The ECD of human PAC1R (25–140), which sequence is shown in Fig. S1, was expressed in the Origami B (DE3) cell. In order to allow the protein to fold properly and enhance conformational homogeneity, we shuffled its disulphide bonds using redox conditions in the presence of DsbC, a bacterial disulfide bond isomerase, as described previously . The gel filtration profile gave a comparatively much larger peak at the size of a monomer and relatively small (approximately 20% of the larger peak) peak at a very high molecular weight range, which, when analysed on native PAGE, appeared to be heterogeneous high molecular weight aggregates. The conformational homogeneity of the final protein preparation and its relative improvement during the steps of purification and disulphide shuffling was analysed in non-reducing native PAGE (Fig. 1a). It is apparent that the protein from the initial steps has multiple conformations and appears as a smear in native PAGE but after refolding it gives a single band with no smear in the native gel, suggesting the conformational homogeneity of the purified protein.

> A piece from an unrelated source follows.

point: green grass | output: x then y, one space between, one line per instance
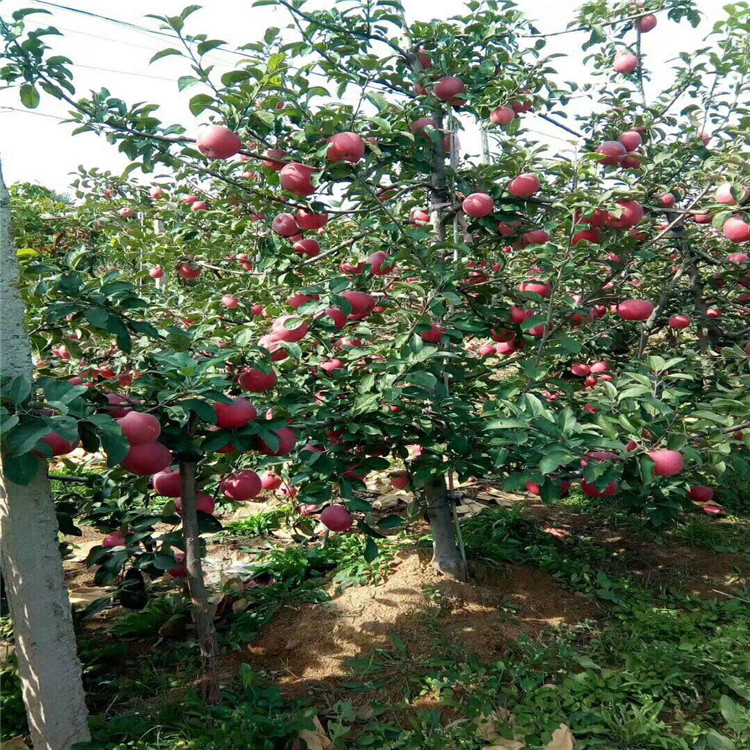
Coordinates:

(a) Non-reducing native PAGE of PAC1R. MBP-PAC1R gives a smear at the initial steps but attains a homogenous conformation after refolding. DsbC, which appears as an extra band after refolding, was removed by Ni Column-2 purification. (b) Competitive Alphascreen with unlabelled PACAP as competitor for binding of 40 nM biotin-PACAP (6–38)-NH2 and 40 nM MBP-PAC1R (25–140)-His6 in the presence of 5 µg/ml beads. Dashed, dotted and solid curves represent un-labeled PACAP (8–38), PACAP (12–27) and PACAP (15–31) as competitors, respectively. (c) Binding affinities of different Ala scanning mutants of PACAP (15–31). K20A′ mutation completely abrogates PACAP binding while L27A′ and V19A′ also seem to play important roles in the binding. PACAP residues 18, 24, 25 are Ala and 28 is Gly and, therefore, were not mutated to another residue.
The binding activity of the purified PAC1R ECD to PACAP was determined by AlphaScreen assay, in which N-terminally biotinylated and C-terminally amidated PACAP 6–38 (hereafter called B-Pacap 6–38-NH2) was made to bind with streptavidin coated donor beads. MBP-PAC1R (25–140) with a C-terminal 6xHis tag was attached to Ni-chelate coated acceptor beads. Association of PACAP with PAC1R was analysed by Alphascreen assays, which is based on proximity transfer of excitation energy from the donor to the acceptor beads in a dose dependent manner. The Alphascreen signal was disrupted with unlabelled PACAP fragments, which still retain the essential binding region, to obtain IC50 values (Fig. 1b). The IC50 values for the truncations, including PACAP12–27 and PACAP15–31, did not change much among each other and remained in the 1–10 µM range, which is consistent with the previously reported values for other class B GPCR ECDs and their native peptide ligands .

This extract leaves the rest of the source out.